Бенедикт Сарнов - Рассказы о литературе
Рассказав о перемене, которая с ним произошла в пожилом возрасте, Дарвин называет ее «странной и достойной сожаления». Он пишет:
«Кажется, что мой ум стал какой-то машиной, которая перемалывает большие собрания фактов в общие законы, но я не в состоянии понять, почему это должно было привести к атрофии той части моего мозга, от которой зависят эстетические вкусы».

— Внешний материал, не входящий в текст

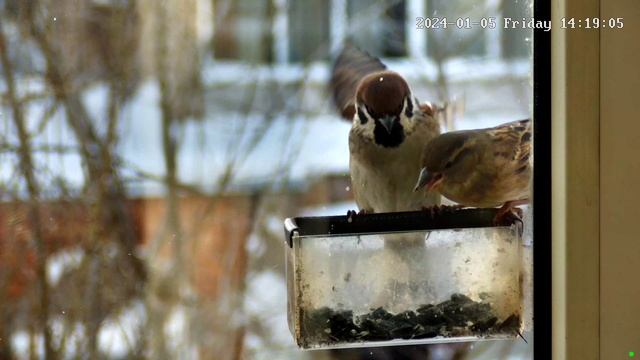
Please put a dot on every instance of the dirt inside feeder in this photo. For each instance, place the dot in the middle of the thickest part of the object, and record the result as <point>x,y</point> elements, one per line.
<point>458,316</point>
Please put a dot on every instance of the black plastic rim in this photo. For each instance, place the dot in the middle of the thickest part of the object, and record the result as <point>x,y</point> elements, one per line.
<point>391,222</point>
<point>542,184</point>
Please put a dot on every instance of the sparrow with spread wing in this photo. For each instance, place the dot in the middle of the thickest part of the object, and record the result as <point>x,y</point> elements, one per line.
<point>389,132</point>
<point>481,168</point>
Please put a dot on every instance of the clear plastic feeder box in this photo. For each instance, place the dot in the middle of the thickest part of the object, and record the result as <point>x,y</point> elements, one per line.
<point>403,278</point>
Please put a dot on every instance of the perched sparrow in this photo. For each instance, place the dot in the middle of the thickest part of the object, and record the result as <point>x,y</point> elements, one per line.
<point>390,129</point>
<point>481,168</point>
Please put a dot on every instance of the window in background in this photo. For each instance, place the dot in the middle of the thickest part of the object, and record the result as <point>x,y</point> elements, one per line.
<point>308,30</point>
<point>243,30</point>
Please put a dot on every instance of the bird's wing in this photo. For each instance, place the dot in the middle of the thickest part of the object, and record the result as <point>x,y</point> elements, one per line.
<point>513,141</point>
<point>349,68</point>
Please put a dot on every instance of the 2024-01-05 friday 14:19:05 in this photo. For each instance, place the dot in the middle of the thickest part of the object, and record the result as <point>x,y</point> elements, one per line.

Казалось бы, хоть он и утратил способность воспринимать великую литературу, Дарвин зато оказал человечеству такую огромную услугу, что уж кто-кто, а он мог быть вполне собою доволен. А он вот недоволен. Он прямо говорит, что, если бы ему довелось прожить свою жизнь вторично, он сделал бы все от него зависящее, чтобы такая беда его не постигла. Он заключает эту свою мысль словами, пронизанными поистине трагическим сознанием неправильно прожитой жизни:
«Утрата этих вкусов равносильна утрате счастья».
РАССКАЗ ДЕВЯТЫЙ
ВОЛШЕБНЫЙ АЛМАЗ ФЕИ БЕРИЛЮНЫ
В самом начале «Синей птицы» — знаменитой сказки Мориса Метерлинка — появляется фея. В руках у нее зеленая шапочка с алмазной пряжкой. Алмаз этот, как и полагается во всякой порядочной сказке, не простой. Он — волшебный.
Стоит только надеть зеленую шапочку и повернуть волшебный алмаз феи Берилюны справа налево, как все вещи вокруг чудесным образом оживают. Хлеб, Вода, Сахар, Молоко становятся вдруг живыми существами. Они начинают действовать и даже разговаривать. У каждого из них обнаруживается и сразу проявляется свой характер.
Алмаз феи Берилюны вовсе не наделяет окружающие предметы какими-то особыми, таинственными, волшебными свойствами. Он лишь помогает увидеть их в истинном свете. Увидеть то, что всем этим вещам свойственно на самом деле, но чего без алмаза простым, невооруженным глазом не увидишь.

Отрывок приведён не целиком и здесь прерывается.